To get an idea of just how much information is flowing around globe right now, 161 exabytes is "approximately three million times the information in all the books ever written," according to IDC.

"I don't think the number in of itself is really a surprise, said Steve Minton, VP of Worldwide IT Markets and Strategies within IDC's Global Research Organization and co-author of the report.

"In a sense, this is really just putting a number on what people would have told you before. The bigger discussion is really around all the implications around this and what it means and what they need to do about dealing with all this data."

And that's the rub. While most information is being created by individuals, some 70%, 85% of that information is being touched by organizations, corporations and government bodies in some form or another. This then raises a whole host of questions over responsibility for the information and, therefore, how to deal with it.

"If it touches the organizations network anywhere then they can be held liable from a compliance point of view, from a legal standpoint," said Minton. "If that information is crossing their network … then their responsible for it."

The Growth of ILM & BI

In an attempt to get a handle on all this data, corporations have turned to information lifecycle management (ILM) concepts and tools, and business intelligence (BI) suites. Which accounts for those two market segment's rapid growth over the past couple of years, said Minton.

But these two technologies are still, relatively speaking, in their infancies, said James Short, research director at the Information Storage Industry Center (ISIC) of the University of California, San Diego.

"ILM is the first step" towards a solution, said Short. "It's essentially a collection of a series of hardware and software innovations in storage that allow for a more economic utilization of both the hardware and storage medium as well as a first phase attempt at defining policies that will allow you a more policy-based storage approach in your IT organization."

Also, since the biggest problem with so much data isn't necessarily storing it or the cost of storing it — Moore's Law has seen to that — it's deciding what information is valuable and what it not, said Roger Bohn, ISIC's director. The volume only exacerbates this problem.

"Somewhere along the way … classification of the value of that information has to be reconciled before the IT organization can make an economic system for storing that information," said Bohn.

Tech Solutions

While the vendor community works feverishly to develop the needed automation to tackle such a vast problem, their attempts so far have only begun to scratch the surface, said Short.

Basically, today's solutions work on the back third of the ILM process, once information is classified. What's needed is automation that works on the front-end to automate the classification of data as valuable to the business, required for compliance, and trash.

This is becoming increasingly difficult since most (95% according to IDC) newly created data is unstructured. Inside of corporations, transactional data — while also growing rapidly as digital transactions take over from paper-based systems — accounts for only 20% of data growth.

Historically, classification has been a manual process and mostly remains so today, said EMC Corp.'s Ken Steinhardt, CTO of Customer Operations. It is also a process most companies have not spent a lot of time on. Only about 10% of all information today is classified.

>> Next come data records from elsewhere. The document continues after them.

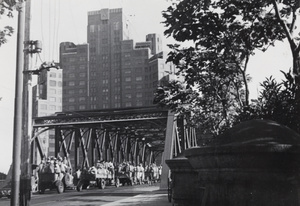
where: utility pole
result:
[19,0,32,206]
[10,2,25,206]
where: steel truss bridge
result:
[31,107,197,187]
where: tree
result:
[157,0,300,134]
[236,71,300,132]
[0,0,22,46]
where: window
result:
[125,102,132,107]
[49,80,56,87]
[69,106,75,111]
[79,97,85,102]
[79,105,85,109]
[49,89,56,94]
[41,104,47,110]
[113,22,119,30]
[69,73,75,78]
[90,25,95,33]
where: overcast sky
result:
[0,0,291,173]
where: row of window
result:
[49,72,62,79]
[40,104,61,111]
[49,80,62,87]
[68,72,86,78]
[65,89,86,94]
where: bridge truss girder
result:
[32,108,197,187]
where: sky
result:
[0,0,292,173]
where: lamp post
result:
[10,2,25,206]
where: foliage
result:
[156,0,300,134]
[237,71,300,132]
[0,0,22,46]
[0,172,7,180]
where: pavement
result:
[0,185,172,206]
[104,187,172,206]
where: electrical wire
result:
[40,0,45,58]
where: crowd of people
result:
[37,156,162,187]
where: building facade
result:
[32,68,63,159]
[60,9,170,111]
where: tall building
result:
[60,9,175,111]
[60,42,90,111]
[32,68,62,159]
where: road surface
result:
[0,185,167,206]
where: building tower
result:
[60,8,173,111]
[32,68,62,159]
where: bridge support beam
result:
[160,111,176,189]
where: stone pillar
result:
[184,120,300,206]
[166,157,201,206]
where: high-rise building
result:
[60,9,170,111]
[32,68,62,159]
[60,42,90,111]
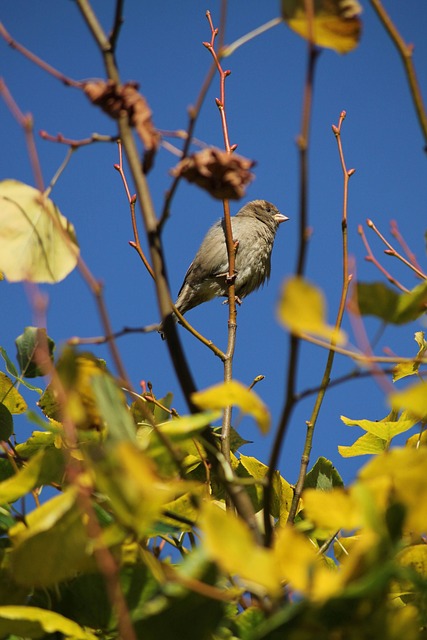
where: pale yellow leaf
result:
[191,380,270,433]
[282,0,362,53]
[200,502,280,596]
[389,382,427,420]
[273,525,340,600]
[278,277,347,345]
[0,605,98,640]
[0,180,79,282]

As the avalanche continues unabated and new legal (newly enacted changes to the Federal Rules of Civil Procedure regarding eDiscovery) and regulatory obligations (think Sarbanes-Oxley) regarding that information increase. This does not bode well for many companies.

"A lot of information that is digitally created really doesn’t need to be stored, but (the study) is sort of a wake up call for just how big the need is for getting better management, better controls and better classification of information truly will be for an organization going forward," said Steinhardt.

There are three main areas into which information falls: availability/recoverability, performance, and compliance. How important is it this information be available/recoverable if there is a catastrophe? How important is this information to the performance of the business or its operations? And how important is this information for compliance purposes.

Once these three things are decided, you are on your way. The next step however — turning information into knowledge — makes things a bit more difficult. To constrict information to early on can vacate it's value very quickly. As information flows through a company and is worked with and added to, only then does it truly become valuable.

But, that value, is itself a moving target, said ISIC's Bohn.

"And it has proven very difficult for automation to be moved to front-end of the information lifecycle, because your incentive at that point isn't to classify it, it's to actually allow information to be broadly disseminated … so you take out of it the knowledge component before you then automate the process, you move off the components that are not knowledge related," he said.

For now, the best most companies can do is to implement policies that control the retention of data, especially unstructured data such as emails, which are becoming increasingly critical to classify because of their importance to the business and for litigation reasons. And to put in place classification efforts around all the data the company generates or comes into contact with.

There are tools to make the job easier, but it's not going to be an easy job.

"The fundamental starting point is, dare I say it, is the recognition of the fact … the world of IT has focused too much on the tech side and not the information side, which is where IT needs to be pointed going forward," said EMC's Steinhardt.